Director's Letter - Winter 2015

Lars Bildsten, KITP Director.

2014 was quite the year for KITP. We ran programs across all of theoretical physics for nearly a thousand international physicists, received international recognition of our researchers’ (both permanent faculty and postdocs) science impact, and delivered an expanded outreach program ably led by Deputy Director Greg Huber. Our scientific programs bring together physics leaders for extended periods of intense interaction, driving new collaborations and, sometimes, founding new fields of research. This is our hallmark, and I constantly thank the able KITP staff who make it all happen seamlessly for our visitors.
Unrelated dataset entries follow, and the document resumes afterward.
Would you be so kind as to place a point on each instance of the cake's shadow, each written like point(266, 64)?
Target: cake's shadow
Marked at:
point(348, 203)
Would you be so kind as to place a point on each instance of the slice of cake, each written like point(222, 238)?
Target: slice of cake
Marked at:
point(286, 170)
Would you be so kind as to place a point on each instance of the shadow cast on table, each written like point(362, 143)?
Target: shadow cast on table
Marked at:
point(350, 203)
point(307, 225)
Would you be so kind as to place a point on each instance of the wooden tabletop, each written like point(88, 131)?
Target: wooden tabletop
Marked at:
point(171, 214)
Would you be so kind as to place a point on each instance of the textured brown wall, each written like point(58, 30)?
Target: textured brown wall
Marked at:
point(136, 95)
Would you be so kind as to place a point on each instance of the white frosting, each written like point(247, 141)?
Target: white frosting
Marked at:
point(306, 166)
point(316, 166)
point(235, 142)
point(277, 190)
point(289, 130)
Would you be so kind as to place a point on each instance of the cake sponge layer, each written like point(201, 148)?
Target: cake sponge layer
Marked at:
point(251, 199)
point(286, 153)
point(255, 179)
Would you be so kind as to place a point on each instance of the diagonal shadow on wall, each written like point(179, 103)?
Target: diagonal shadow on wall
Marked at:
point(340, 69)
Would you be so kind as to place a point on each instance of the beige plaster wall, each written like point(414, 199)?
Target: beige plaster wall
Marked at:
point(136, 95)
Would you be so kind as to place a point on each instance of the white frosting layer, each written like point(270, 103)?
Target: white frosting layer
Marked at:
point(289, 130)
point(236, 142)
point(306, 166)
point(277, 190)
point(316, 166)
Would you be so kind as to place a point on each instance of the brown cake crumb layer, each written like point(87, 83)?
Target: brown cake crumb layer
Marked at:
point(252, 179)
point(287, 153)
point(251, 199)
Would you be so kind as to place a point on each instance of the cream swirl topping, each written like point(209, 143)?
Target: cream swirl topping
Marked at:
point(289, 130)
One of my major goals is to further enhance the scientific experience of our visitors by housing them in one comfortable location, designed with our unique clientele in mind: physicists who just need to keep interacting! This Residence project was started in Winter 2012 with the support of KITP Director David Gross and the UC Santa Barbara administration. On July 4, 2012, only three days after becoming Director, I met with Charlie Munger to discuss the project. That initial interaction led to a wonderful collaboration that is active even now while under construction. Charlie cares deeply about the success of our project and its enhancing influence on our mission. I can’t imagine a better partner to work with. Thank you, Charlie!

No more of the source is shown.